Outra linha também é marcante e podemos nos ancorar nela para dizer que o
autor afirma uma maior beleza de seu rio em detrimento do Tejo: “é mais livre e
maior o rio da minha aldeia”. Também na primeira estrofe notamos que o Tejo, para
o autor, só não é mais belo porque ele não é o rio que corre em sua aldeia,
enfatizando que o contato direto com o rio e sua relação de pertença o faz mais belo
em relação a um rio distante que ele não tem contato.
Logo, podemos concluir que a primeira linha não é uma afirmação do autor,
mas a segunda e a terceira são. O que pode ser a primeira? Talvez uma apreço
geral que o autor não compartilha, uma opinião mais difundida que ele não endosse
ou uma ideia disseminada que o obrigou a escrever um poema em contraposição.

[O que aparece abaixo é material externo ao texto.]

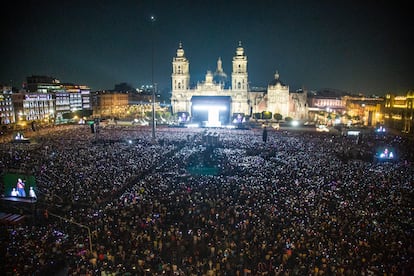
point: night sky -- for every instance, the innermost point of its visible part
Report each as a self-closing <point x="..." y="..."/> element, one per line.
<point x="354" y="46"/>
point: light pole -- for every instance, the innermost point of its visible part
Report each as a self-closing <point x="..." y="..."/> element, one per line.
<point x="152" y="18"/>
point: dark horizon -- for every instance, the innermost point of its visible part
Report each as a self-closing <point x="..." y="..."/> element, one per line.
<point x="353" y="47"/>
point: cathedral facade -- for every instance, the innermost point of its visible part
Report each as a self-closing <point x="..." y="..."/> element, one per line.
<point x="218" y="100"/>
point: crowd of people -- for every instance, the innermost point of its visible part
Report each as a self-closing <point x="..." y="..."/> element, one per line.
<point x="295" y="203"/>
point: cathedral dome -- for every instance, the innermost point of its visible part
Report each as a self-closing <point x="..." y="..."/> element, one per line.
<point x="276" y="80"/>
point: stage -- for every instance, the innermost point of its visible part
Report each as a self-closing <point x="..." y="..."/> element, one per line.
<point x="19" y="199"/>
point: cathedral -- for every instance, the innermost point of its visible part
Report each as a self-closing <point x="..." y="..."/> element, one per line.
<point x="218" y="101"/>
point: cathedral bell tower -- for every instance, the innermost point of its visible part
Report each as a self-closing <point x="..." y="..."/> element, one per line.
<point x="180" y="79"/>
<point x="181" y="74"/>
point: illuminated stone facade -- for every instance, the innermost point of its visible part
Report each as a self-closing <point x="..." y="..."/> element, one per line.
<point x="276" y="99"/>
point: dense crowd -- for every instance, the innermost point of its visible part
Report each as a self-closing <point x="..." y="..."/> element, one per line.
<point x="299" y="203"/>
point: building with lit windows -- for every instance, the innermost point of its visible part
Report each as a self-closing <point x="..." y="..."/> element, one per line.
<point x="7" y="114"/>
<point x="217" y="100"/>
<point x="399" y="111"/>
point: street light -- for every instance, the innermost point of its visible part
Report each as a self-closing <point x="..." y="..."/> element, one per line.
<point x="152" y="18"/>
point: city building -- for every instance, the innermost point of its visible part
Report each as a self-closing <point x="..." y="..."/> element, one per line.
<point x="7" y="114"/>
<point x="398" y="111"/>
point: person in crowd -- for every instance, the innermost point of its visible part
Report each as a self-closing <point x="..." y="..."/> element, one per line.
<point x="302" y="204"/>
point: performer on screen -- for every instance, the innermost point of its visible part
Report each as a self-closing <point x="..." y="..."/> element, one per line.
<point x="32" y="193"/>
<point x="14" y="192"/>
<point x="20" y="187"/>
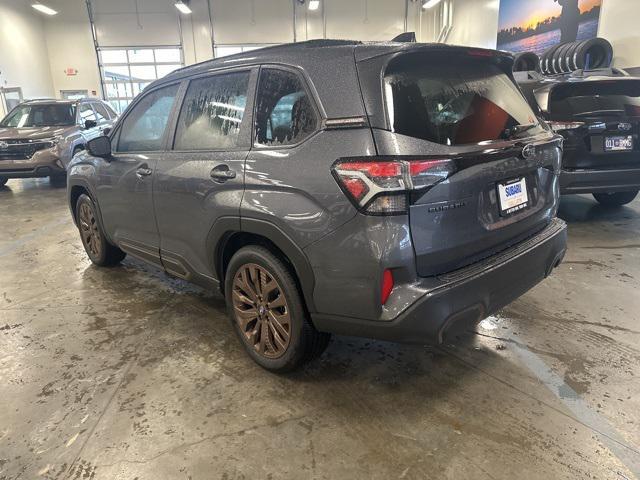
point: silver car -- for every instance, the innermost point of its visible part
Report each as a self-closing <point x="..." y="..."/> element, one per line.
<point x="39" y="138"/>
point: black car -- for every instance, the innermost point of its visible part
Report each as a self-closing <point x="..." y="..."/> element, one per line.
<point x="598" y="114"/>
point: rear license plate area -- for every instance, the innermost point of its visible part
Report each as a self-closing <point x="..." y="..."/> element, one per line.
<point x="623" y="143"/>
<point x="512" y="196"/>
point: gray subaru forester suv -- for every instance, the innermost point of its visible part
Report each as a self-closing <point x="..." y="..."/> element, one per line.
<point x="392" y="191"/>
<point x="39" y="138"/>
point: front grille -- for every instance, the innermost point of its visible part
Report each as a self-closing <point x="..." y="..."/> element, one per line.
<point x="20" y="149"/>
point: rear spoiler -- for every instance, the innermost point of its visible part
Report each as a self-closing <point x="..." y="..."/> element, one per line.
<point x="406" y="37"/>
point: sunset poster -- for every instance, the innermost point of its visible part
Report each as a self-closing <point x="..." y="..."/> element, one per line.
<point x="536" y="25"/>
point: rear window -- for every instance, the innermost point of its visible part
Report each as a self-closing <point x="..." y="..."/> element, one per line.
<point x="597" y="98"/>
<point x="455" y="101"/>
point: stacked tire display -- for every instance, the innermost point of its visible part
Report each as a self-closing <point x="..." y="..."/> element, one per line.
<point x="568" y="57"/>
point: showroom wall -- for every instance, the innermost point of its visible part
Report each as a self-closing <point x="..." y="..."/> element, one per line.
<point x="65" y="41"/>
<point x="70" y="46"/>
<point x="619" y="25"/>
<point x="27" y="68"/>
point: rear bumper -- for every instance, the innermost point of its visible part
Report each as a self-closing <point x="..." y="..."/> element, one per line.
<point x="595" y="181"/>
<point x="465" y="296"/>
<point x="37" y="172"/>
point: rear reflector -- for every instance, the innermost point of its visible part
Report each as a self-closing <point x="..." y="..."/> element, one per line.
<point x="387" y="286"/>
<point x="379" y="185"/>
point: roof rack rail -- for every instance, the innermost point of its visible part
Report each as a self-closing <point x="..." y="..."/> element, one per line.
<point x="406" y="37"/>
<point x="598" y="72"/>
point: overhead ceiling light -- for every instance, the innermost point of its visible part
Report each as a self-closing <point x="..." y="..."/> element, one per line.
<point x="430" y="3"/>
<point x="43" y="8"/>
<point x="183" y="7"/>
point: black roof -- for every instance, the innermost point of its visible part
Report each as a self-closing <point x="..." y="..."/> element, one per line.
<point x="300" y="51"/>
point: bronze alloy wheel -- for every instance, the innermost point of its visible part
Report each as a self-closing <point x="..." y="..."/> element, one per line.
<point x="261" y="311"/>
<point x="89" y="230"/>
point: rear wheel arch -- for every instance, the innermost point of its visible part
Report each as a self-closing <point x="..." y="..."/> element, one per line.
<point x="74" y="195"/>
<point x="76" y="188"/>
<point x="227" y="241"/>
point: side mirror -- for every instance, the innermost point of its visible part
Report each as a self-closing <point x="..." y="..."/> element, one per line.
<point x="99" y="147"/>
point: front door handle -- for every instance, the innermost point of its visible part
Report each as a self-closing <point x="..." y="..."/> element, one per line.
<point x="222" y="173"/>
<point x="143" y="171"/>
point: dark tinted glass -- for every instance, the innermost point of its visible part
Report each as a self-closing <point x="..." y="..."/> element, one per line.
<point x="86" y="113"/>
<point x="454" y="101"/>
<point x="212" y="112"/>
<point x="101" y="112"/>
<point x="144" y="127"/>
<point x="599" y="98"/>
<point x="284" y="113"/>
<point x="42" y="115"/>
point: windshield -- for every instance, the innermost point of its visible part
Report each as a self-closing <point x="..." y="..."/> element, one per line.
<point x="597" y="98"/>
<point x="41" y="115"/>
<point x="458" y="101"/>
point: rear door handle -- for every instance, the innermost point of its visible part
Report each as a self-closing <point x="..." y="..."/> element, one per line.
<point x="222" y="173"/>
<point x="143" y="171"/>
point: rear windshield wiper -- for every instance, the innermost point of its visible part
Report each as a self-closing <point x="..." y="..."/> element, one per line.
<point x="516" y="129"/>
<point x="599" y="112"/>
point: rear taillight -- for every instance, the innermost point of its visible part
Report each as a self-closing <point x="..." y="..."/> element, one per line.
<point x="562" y="126"/>
<point x="380" y="186"/>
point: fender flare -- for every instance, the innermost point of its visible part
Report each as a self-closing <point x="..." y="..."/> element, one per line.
<point x="225" y="227"/>
<point x="81" y="182"/>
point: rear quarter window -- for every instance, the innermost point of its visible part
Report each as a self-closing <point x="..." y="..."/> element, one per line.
<point x="449" y="101"/>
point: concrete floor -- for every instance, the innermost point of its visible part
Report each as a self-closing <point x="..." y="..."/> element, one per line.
<point x="124" y="373"/>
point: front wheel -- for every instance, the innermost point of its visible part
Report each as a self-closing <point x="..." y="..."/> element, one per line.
<point x="267" y="311"/>
<point x="99" y="250"/>
<point x="615" y="199"/>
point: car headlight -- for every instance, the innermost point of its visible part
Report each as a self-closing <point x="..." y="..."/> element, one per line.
<point x="50" y="142"/>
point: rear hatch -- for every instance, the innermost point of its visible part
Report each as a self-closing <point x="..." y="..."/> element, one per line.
<point x="600" y="120"/>
<point x="463" y="106"/>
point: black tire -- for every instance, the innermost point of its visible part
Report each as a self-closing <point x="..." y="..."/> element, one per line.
<point x="599" y="51"/>
<point x="615" y="199"/>
<point x="58" y="180"/>
<point x="559" y="58"/>
<point x="547" y="60"/>
<point x="98" y="249"/>
<point x="304" y="342"/>
<point x="526" y="62"/>
<point x="570" y="61"/>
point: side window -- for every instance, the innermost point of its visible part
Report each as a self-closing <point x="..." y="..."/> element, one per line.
<point x="86" y="113"/>
<point x="212" y="112"/>
<point x="143" y="128"/>
<point x="284" y="112"/>
<point x="112" y="113"/>
<point x="101" y="112"/>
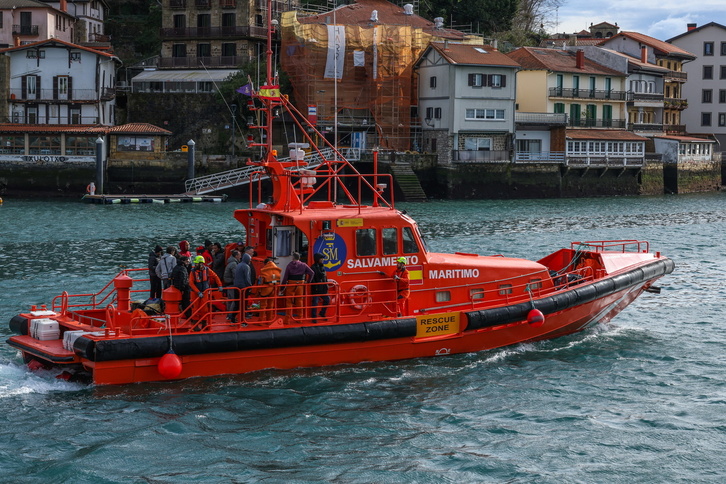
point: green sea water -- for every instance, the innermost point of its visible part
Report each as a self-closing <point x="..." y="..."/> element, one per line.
<point x="642" y="399"/>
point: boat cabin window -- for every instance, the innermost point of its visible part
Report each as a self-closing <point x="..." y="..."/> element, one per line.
<point x="390" y="241"/>
<point x="505" y="289"/>
<point x="409" y="241"/>
<point x="365" y="242"/>
<point x="283" y="243"/>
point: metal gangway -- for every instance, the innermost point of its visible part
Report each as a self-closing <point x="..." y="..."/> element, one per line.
<point x="242" y="176"/>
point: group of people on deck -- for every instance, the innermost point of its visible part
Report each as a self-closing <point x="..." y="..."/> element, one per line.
<point x="193" y="275"/>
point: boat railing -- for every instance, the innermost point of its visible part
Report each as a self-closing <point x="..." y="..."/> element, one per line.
<point x="612" y="246"/>
<point x="104" y="297"/>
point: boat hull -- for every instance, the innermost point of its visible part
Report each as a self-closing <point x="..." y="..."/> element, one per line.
<point x="136" y="359"/>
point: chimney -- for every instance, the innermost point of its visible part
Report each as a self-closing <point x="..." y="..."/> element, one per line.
<point x="580" y="59"/>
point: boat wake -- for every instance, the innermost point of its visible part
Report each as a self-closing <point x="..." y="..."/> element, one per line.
<point x="16" y="380"/>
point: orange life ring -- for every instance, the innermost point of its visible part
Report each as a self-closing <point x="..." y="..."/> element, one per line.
<point x="359" y="297"/>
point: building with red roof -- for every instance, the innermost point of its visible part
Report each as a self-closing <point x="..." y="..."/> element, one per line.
<point x="466" y="102"/>
<point x="366" y="93"/>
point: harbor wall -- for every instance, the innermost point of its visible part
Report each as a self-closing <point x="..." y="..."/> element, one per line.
<point x="692" y="177"/>
<point x="132" y="174"/>
<point x="35" y="179"/>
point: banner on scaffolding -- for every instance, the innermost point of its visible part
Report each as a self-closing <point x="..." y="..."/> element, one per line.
<point x="375" y="52"/>
<point x="269" y="92"/>
<point x="313" y="114"/>
<point x="336" y="52"/>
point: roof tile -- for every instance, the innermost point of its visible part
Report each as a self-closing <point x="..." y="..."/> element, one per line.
<point x="536" y="58"/>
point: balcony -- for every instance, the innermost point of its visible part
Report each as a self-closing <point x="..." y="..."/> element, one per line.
<point x="19" y="118"/>
<point x="676" y="76"/>
<point x="539" y="157"/>
<point x="645" y="127"/>
<point x="676" y="129"/>
<point x="598" y="160"/>
<point x="590" y="94"/>
<point x="53" y="96"/>
<point x="675" y="103"/>
<point x="213" y="32"/>
<point x="480" y="156"/>
<point x="596" y="123"/>
<point x="94" y="37"/>
<point x="25" y="30"/>
<point x="231" y="61"/>
<point x="542" y="119"/>
<point x="647" y="97"/>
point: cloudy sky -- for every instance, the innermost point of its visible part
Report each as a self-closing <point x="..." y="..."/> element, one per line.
<point x="661" y="19"/>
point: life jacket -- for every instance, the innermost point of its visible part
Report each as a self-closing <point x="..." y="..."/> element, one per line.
<point x="270" y="276"/>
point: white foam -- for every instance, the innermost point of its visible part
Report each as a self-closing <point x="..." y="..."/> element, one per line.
<point x="17" y="380"/>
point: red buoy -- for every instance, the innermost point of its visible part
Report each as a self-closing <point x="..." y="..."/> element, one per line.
<point x="535" y="318"/>
<point x="170" y="365"/>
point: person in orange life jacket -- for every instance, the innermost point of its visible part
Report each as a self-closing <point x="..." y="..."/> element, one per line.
<point x="166" y="265"/>
<point x="400" y="275"/>
<point x="180" y="280"/>
<point x="297" y="273"/>
<point x="184" y="250"/>
<point x="319" y="287"/>
<point x="201" y="277"/>
<point x="270" y="275"/>
<point x="154" y="280"/>
<point x="201" y="250"/>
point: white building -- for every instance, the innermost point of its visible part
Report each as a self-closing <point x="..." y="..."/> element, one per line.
<point x="28" y="21"/>
<point x="59" y="83"/>
<point x="91" y="15"/>
<point x="466" y="101"/>
<point x="706" y="86"/>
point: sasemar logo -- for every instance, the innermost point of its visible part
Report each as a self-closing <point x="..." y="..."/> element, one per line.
<point x="332" y="246"/>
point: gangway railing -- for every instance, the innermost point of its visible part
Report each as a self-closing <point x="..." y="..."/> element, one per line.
<point x="242" y="176"/>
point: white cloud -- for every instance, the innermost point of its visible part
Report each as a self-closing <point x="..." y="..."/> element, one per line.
<point x="661" y="19"/>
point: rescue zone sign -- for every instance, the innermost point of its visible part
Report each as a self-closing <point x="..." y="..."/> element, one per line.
<point x="437" y="324"/>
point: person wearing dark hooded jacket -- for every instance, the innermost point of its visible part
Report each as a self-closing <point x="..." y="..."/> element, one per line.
<point x="166" y="266"/>
<point x="180" y="280"/>
<point x="154" y="280"/>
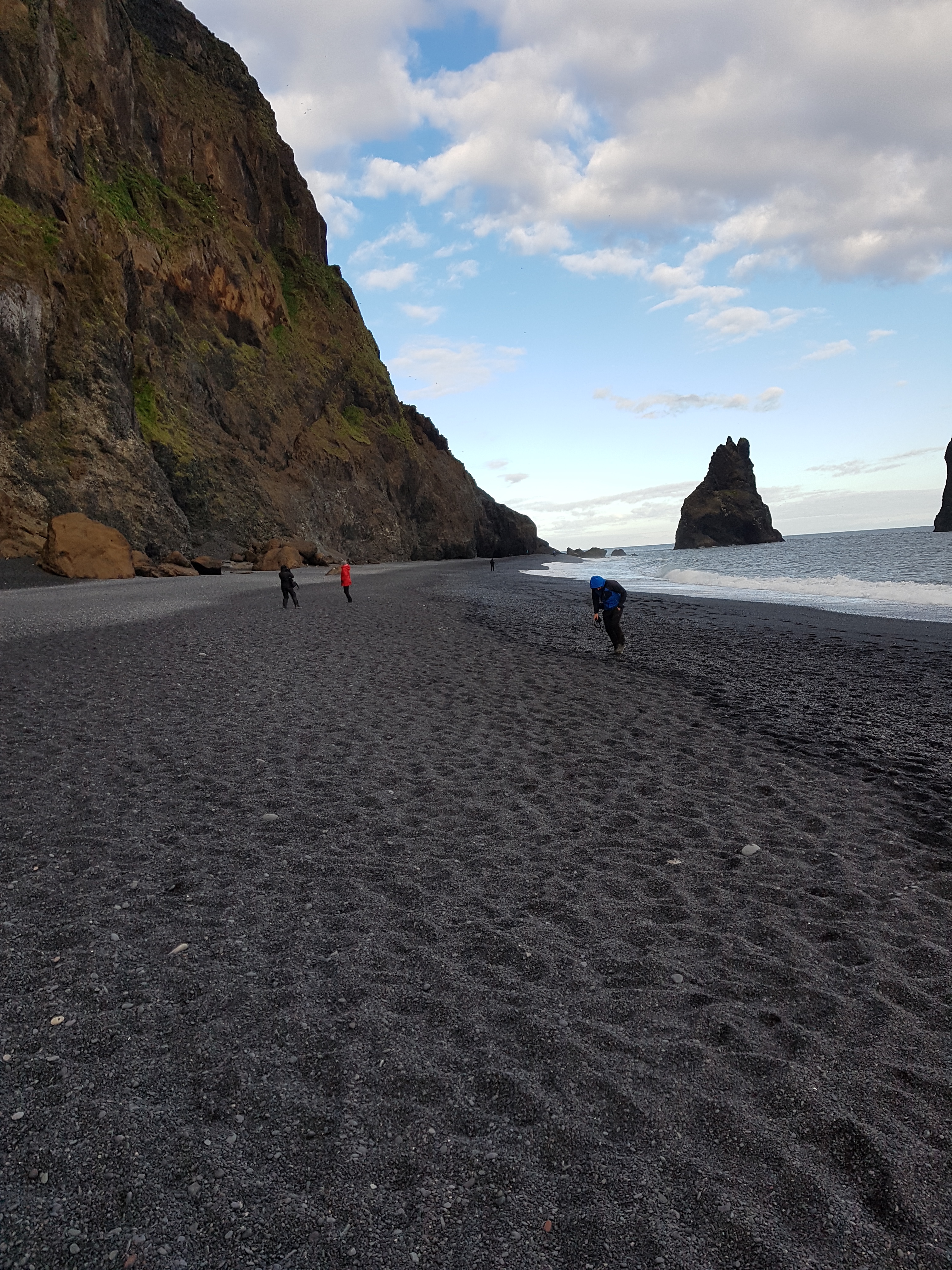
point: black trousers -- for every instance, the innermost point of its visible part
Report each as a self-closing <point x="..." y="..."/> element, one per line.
<point x="614" y="625"/>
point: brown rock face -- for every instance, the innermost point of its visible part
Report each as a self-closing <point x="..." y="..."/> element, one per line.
<point x="177" y="358"/>
<point x="727" y="511"/>
<point x="944" y="521"/>
<point x="79" y="548"/>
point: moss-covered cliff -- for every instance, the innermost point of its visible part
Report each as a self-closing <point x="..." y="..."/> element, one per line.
<point x="177" y="358"/>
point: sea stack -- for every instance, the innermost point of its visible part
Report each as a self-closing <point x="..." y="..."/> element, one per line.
<point x="725" y="511"/>
<point x="944" y="521"/>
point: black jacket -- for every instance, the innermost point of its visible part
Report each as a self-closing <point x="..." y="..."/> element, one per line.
<point x="601" y="593"/>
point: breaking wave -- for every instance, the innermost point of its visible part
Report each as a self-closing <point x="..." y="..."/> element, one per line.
<point x="841" y="587"/>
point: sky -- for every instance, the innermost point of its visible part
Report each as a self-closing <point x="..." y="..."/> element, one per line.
<point x="594" y="239"/>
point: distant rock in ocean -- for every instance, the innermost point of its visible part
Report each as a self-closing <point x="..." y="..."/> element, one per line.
<point x="944" y="521"/>
<point x="725" y="511"/>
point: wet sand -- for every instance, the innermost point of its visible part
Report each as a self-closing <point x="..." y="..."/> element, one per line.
<point x="497" y="959"/>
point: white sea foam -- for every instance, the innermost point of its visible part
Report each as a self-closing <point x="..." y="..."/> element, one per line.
<point x="840" y="587"/>
<point x="889" y="573"/>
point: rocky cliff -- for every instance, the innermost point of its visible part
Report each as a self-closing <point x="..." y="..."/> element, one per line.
<point x="944" y="521"/>
<point x="177" y="358"/>
<point x="725" y="510"/>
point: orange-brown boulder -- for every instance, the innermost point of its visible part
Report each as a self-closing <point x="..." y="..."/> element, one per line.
<point x="177" y="571"/>
<point x="79" y="548"/>
<point x="276" y="557"/>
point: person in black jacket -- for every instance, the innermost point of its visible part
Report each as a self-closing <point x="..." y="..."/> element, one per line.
<point x="609" y="601"/>
<point x="289" y="587"/>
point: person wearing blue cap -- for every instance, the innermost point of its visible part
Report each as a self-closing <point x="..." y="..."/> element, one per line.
<point x="609" y="601"/>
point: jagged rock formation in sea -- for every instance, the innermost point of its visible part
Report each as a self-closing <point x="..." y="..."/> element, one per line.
<point x="944" y="521"/>
<point x="727" y="510"/>
<point x="177" y="358"/>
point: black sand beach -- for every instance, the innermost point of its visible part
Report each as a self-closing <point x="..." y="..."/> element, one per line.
<point x="473" y="947"/>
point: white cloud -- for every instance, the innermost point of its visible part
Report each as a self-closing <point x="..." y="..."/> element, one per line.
<point x="421" y="313"/>
<point x="611" y="260"/>
<point x="660" y="404"/>
<point x="740" y="323"/>
<point x="341" y="214"/>
<point x="446" y="368"/>
<point x="389" y="280"/>
<point x="405" y="234"/>
<point x="451" y="249"/>
<point x="817" y="131"/>
<point x="861" y="466"/>
<point x="540" y="239"/>
<point x="705" y="296"/>
<point x="775" y="258"/>
<point x="462" y="270"/>
<point x="837" y="348"/>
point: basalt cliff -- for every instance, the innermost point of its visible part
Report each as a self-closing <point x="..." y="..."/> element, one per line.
<point x="944" y="521"/>
<point x="177" y="358"/>
<point x="725" y="510"/>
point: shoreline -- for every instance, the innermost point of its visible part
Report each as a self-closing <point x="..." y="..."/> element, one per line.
<point x="473" y="943"/>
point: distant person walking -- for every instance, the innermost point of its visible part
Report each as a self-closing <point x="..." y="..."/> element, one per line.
<point x="289" y="587"/>
<point x="609" y="601"/>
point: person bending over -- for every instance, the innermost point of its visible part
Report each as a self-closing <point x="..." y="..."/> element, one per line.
<point x="289" y="587"/>
<point x="609" y="601"/>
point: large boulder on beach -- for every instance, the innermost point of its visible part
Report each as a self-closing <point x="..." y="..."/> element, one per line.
<point x="727" y="511"/>
<point x="944" y="521"/>
<point x="79" y="548"/>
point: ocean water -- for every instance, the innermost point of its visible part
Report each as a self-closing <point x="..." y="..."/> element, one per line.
<point x="887" y="573"/>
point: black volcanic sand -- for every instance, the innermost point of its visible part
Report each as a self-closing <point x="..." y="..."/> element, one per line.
<point x="499" y="961"/>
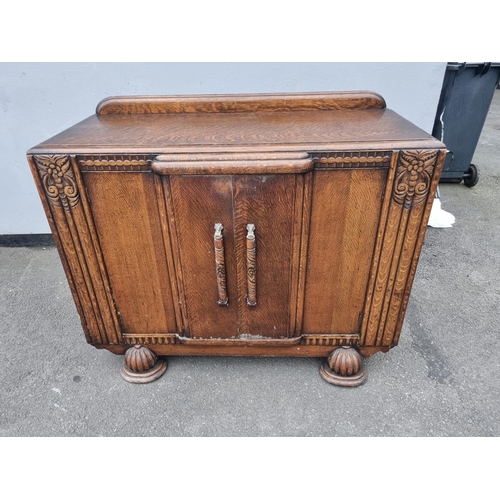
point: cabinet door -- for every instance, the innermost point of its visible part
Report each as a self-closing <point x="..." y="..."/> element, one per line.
<point x="266" y="202"/>
<point x="200" y="202"/>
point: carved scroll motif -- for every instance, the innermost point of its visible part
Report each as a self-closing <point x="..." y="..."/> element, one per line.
<point x="58" y="180"/>
<point x="251" y="268"/>
<point x="220" y="265"/>
<point x="413" y="177"/>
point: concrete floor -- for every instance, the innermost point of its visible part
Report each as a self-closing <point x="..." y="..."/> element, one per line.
<point x="442" y="380"/>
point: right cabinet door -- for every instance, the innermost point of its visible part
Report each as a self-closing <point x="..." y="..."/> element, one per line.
<point x="345" y="214"/>
<point x="257" y="218"/>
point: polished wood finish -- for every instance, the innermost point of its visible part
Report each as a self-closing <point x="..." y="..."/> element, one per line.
<point x="276" y="225"/>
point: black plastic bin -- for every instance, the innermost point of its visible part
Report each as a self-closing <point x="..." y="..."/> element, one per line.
<point x="465" y="99"/>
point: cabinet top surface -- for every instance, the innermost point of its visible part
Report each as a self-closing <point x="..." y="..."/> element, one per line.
<point x="260" y="121"/>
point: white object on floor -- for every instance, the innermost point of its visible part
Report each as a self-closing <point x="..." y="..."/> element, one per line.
<point x="439" y="217"/>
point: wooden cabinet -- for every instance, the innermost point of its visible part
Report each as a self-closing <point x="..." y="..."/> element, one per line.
<point x="276" y="225"/>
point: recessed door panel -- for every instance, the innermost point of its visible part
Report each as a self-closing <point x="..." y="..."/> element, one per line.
<point x="266" y="203"/>
<point x="200" y="202"/>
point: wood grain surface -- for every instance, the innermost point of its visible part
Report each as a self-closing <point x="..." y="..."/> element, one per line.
<point x="338" y="188"/>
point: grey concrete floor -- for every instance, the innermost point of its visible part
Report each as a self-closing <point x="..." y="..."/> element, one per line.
<point x="442" y="380"/>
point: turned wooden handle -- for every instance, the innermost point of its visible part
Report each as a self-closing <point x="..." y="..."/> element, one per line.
<point x="220" y="265"/>
<point x="251" y="267"/>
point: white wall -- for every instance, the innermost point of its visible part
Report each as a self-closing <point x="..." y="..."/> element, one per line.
<point x="38" y="100"/>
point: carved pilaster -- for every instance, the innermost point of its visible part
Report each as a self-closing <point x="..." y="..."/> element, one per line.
<point x="60" y="184"/>
<point x="410" y="189"/>
<point x="58" y="180"/>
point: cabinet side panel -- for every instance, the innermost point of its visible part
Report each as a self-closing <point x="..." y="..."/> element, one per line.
<point x="345" y="213"/>
<point x="129" y="229"/>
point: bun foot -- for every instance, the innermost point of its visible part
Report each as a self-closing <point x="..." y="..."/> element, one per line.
<point x="344" y="367"/>
<point x="142" y="366"/>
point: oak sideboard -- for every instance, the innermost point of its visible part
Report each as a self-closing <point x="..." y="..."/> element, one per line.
<point x="247" y="225"/>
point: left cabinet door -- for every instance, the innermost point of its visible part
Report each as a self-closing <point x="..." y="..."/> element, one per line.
<point x="134" y="240"/>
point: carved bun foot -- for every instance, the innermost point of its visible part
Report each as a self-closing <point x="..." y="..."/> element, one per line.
<point x="344" y="367"/>
<point x="142" y="366"/>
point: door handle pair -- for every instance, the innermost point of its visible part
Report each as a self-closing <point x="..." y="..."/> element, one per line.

Assim, o paradoxo é apenas aparente. Caeiro não está negando seguidamente uma
afirmação sua anterior, mas uma proposição alheia.
Não há ali menções a navios, deságues em oceanos, nem os países por onde
desce e nem para onde vai. Não há alusões, nem memórias ou referências. O rio da
aldeia, pelo imediatismo do contato, é autorreferente: “quem está ao pé dele está só
ao pé dele, nada mais que isso. A fruição estética é consigo mesmo, sem sair de si
ou dele, sem buscas a outro referente figurativo. É ele e somente ele. Não há apelos
a outrem, somente um contato inefável.
Podemos ainda trazer à baila a primeira categoria fenomenológica da
semiótica peirceana, a primeiridade (firstness). A primeiridade revela-se como um
instantâneo, uma surpresa, a primeira impressão, a noção de novidade, um contato
sem referente. É a “presentidade” das coisas, o sentimento imediato, o ser enquanto
ser; está no campo da possibilidade, do não delimitado, da liberdade2.
O rio corre pela aldeia, mas não sabemos de onde vem, nem para onde vai.
Tal qual os versos bíblicos neotestamentários sobre o Espírito Santo: ninguém sabe
de onde vem nem para onde vai. É sopro que passa, é o rio que corre, é estar ao pé
dele estando só ao pé dele. Incomoda-nos algo que não se explica a nós, mas
quando estamos diante de uma belíssima paisagem natural, porventura também nos
incomodaria alguém exigindo explicações do que estamos vivendo nesse momento.
2
NÖTH, Winfried. Panorama da Semiótica: de Platão a Peirce. 3. ed. São Paulo: Annablume, 2003. p. 63.